I nuovi convogli della flotta Siemens, sviluppati per toccare una velocità massima di 320 km/h, saranno composti da otto carrozze con 450 posti a sedere, articolati in tre distinti ambienti di viaggio (Club Executive, Prima Business e Smart), oltre a uno spazio bistrot e alla connessione ultraveloce che integrerà tecnologia 5G e satellitare di Starlink. L'operazione strategica comprende l'assemblaggio delle carrozze presso lo stabilimento Siemens di Krefeld, l'assunzione e la formazione di circa 2.500 dipendenti, interventi sulle stazioni e sulle infrastrutture digitali, oltre al servizio di manutenzione di 30 anni presso il deposito di Dortmund supportato dalle tecnologie di IA della piattaforma Railigent X. A partire da metà 2028, la compagnia - controllata da Italo - opererà su due direttrici strategiche: Monaco-Colonia-Dortmund e Monaco-Berlino-Amburgo, toccando 18 città con un'offerta di 50 corse giornaliere su 1.300 chilometri di rete.
«Intendiamo offrire ai passeggeri tedeschi una scelta più ampia, servizi più frequenti, di alta qualità e prezzi equi. La tecnologia di Siemens Mobility definisce lo standard e l'investimento di 3,6 miliardi di euro riflette la profondità del nostro impegno», ha commentato Gianbattista La Rocca, ad di Italo Holding, «A seguito della decisione della Bundesnetzagentur, ora siamo pronti ad affrontare i primi passi concreti per avviare i servizi nel 2028».
A sua volta, il presidente Luca Cordero di Montezemolo ha evidenziato la portata continentale dell'accordo: «L'arrivo di Italo in Germania è un passo concreto verso un mercato unico dei trasporti, capace di superare le liberalizzazioni a macchia di leopardo che ancora frammentano l'Europa. Credo in un sistema che metta al centro i cittadini, dando loro la possibilità di scegliere come viaggiare. È la dimostrazione che l'Europa, quando collabora, sa creare valore condiviso. Questo progetto nasce dall'unione tra l'esperienza di Italo, primo operatore privato sull'alta velocità che ha realizzato in Italia la prima grande liberalizzazione del settore ferroviario europeo e il grande potenziale della Germania».

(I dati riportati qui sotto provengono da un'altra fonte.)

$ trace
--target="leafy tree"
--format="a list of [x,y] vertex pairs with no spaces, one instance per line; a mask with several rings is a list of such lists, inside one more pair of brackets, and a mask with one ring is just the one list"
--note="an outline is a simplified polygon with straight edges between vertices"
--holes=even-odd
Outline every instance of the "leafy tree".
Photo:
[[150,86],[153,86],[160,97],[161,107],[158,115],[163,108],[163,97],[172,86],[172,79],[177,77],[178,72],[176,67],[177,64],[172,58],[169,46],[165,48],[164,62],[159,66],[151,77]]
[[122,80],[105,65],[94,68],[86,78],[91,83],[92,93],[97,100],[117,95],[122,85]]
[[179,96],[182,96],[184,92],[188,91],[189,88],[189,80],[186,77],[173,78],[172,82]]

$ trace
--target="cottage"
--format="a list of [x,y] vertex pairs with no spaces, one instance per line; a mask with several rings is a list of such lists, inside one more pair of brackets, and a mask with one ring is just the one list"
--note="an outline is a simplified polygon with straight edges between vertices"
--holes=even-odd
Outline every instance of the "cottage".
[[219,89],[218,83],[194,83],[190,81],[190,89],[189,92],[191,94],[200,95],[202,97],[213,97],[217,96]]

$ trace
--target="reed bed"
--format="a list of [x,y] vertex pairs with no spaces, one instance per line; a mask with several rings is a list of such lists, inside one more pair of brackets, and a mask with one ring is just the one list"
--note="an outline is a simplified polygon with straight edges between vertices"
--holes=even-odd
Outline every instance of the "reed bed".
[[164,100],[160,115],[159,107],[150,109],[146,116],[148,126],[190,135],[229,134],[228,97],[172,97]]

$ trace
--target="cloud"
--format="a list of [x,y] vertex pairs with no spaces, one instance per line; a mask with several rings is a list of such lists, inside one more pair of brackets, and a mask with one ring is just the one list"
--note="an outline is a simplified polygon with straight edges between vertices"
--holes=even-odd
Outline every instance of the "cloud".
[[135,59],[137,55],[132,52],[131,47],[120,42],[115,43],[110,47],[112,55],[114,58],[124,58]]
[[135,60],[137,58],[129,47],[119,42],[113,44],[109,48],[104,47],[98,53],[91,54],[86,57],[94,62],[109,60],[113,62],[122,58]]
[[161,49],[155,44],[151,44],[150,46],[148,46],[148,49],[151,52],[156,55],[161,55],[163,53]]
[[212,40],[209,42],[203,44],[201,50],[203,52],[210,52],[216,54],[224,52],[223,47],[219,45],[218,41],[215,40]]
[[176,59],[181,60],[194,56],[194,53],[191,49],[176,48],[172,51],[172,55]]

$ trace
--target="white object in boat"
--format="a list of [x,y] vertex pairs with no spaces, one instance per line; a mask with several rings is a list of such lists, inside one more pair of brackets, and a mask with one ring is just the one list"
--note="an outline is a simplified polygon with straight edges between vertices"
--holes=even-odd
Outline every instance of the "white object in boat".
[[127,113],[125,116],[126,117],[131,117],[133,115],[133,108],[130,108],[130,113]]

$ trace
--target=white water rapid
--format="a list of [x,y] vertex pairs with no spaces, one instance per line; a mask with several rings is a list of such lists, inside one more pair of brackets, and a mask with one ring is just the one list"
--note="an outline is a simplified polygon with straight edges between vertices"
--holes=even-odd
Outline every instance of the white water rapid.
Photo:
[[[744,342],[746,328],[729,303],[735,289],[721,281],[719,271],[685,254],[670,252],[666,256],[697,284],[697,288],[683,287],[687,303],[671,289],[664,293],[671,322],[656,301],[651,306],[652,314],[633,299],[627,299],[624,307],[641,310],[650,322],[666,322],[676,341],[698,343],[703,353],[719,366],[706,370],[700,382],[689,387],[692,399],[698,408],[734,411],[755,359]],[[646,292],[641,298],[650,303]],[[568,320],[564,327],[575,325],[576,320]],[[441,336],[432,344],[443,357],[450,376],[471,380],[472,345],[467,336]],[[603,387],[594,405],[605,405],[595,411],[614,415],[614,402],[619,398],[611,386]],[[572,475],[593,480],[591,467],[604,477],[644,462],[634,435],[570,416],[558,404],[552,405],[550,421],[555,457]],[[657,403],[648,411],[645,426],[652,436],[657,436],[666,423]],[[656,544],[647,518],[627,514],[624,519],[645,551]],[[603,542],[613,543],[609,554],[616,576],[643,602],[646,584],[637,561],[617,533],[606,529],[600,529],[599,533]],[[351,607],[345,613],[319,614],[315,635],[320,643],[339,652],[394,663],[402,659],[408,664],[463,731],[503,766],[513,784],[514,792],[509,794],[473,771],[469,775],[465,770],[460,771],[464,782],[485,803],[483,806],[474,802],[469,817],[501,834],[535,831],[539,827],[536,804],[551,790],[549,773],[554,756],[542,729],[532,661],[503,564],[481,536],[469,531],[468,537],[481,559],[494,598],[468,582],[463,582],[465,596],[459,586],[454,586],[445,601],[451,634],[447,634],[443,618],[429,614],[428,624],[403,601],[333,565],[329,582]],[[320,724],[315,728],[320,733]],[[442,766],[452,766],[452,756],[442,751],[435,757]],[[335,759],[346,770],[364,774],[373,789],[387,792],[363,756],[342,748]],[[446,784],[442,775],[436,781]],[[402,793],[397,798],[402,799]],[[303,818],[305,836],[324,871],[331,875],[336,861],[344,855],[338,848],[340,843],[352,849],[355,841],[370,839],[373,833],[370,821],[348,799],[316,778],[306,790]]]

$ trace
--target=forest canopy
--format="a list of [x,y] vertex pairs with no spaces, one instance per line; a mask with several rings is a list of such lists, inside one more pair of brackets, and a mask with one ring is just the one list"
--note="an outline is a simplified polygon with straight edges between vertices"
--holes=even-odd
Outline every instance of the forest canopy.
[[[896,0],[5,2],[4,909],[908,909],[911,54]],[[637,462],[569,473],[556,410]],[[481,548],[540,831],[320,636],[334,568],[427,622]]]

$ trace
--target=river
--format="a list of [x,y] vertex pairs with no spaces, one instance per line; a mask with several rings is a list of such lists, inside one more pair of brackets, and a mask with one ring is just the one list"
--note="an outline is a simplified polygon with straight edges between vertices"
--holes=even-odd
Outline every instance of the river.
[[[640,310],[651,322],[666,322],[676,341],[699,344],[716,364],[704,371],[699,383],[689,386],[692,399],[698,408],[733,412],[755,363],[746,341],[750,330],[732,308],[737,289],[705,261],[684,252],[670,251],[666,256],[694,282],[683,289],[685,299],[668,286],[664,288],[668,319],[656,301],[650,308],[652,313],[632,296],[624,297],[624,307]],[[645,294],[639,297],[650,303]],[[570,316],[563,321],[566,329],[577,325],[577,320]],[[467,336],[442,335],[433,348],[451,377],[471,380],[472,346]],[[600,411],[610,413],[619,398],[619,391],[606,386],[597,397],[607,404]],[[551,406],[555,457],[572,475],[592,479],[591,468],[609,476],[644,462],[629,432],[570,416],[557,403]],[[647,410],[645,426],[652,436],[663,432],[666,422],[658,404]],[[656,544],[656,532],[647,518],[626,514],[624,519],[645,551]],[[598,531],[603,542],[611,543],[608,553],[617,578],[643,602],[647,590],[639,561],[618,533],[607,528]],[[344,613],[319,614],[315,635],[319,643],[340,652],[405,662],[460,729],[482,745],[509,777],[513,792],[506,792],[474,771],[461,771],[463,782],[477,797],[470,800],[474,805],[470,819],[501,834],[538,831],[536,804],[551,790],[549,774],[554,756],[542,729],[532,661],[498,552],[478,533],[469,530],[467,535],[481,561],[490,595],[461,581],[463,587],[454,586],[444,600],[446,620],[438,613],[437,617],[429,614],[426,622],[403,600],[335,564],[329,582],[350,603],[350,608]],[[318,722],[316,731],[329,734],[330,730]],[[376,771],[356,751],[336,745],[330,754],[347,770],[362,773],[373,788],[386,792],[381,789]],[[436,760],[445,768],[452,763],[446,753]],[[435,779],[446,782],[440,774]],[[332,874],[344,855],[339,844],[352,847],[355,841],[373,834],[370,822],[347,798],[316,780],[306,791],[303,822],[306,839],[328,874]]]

L'espansione sul mercato tedesco rientra in un ampio disegno di riorganizzazione societaria e finanziaria. Al vertice c'è la capogruppo Italo Holding, che detiene il 100% di Italo (a sua volta proprietaria di Itabus) e il 100% della neonata Italo International, entità destinata alla gestione delle attività estere. Quest'ultima controlla le due società tedesche con sede a Francoforte: Atrium, operativa per i servizi, e Mainsee, proprietaria dei convogli.
Contemporaneamente, il gruppo, nell'assemblea dell'11 maggio presso uno studio notarile di Milano, ha approvato un nuovo statuto che semplifica la governance e converte le differenti categorie di azioni in un'unica classe ordinaria. Sul fronte finanziario, Italo si prepara a un maxi-rifinanziamento fino a 750 milioni di euro tramite prestiti obbligazionari senior garantiti collocati in private placement presso investitori professionali, con scadenze fino a 15 anni. Un'architettura di "platform financing" con un solido pacchetto di garanzie reali e personali, pensata per ristrutturare il debito esistente, garantire elevata liquidità e assicurare le risorse necessarie ai piani di sviluppo internazionale.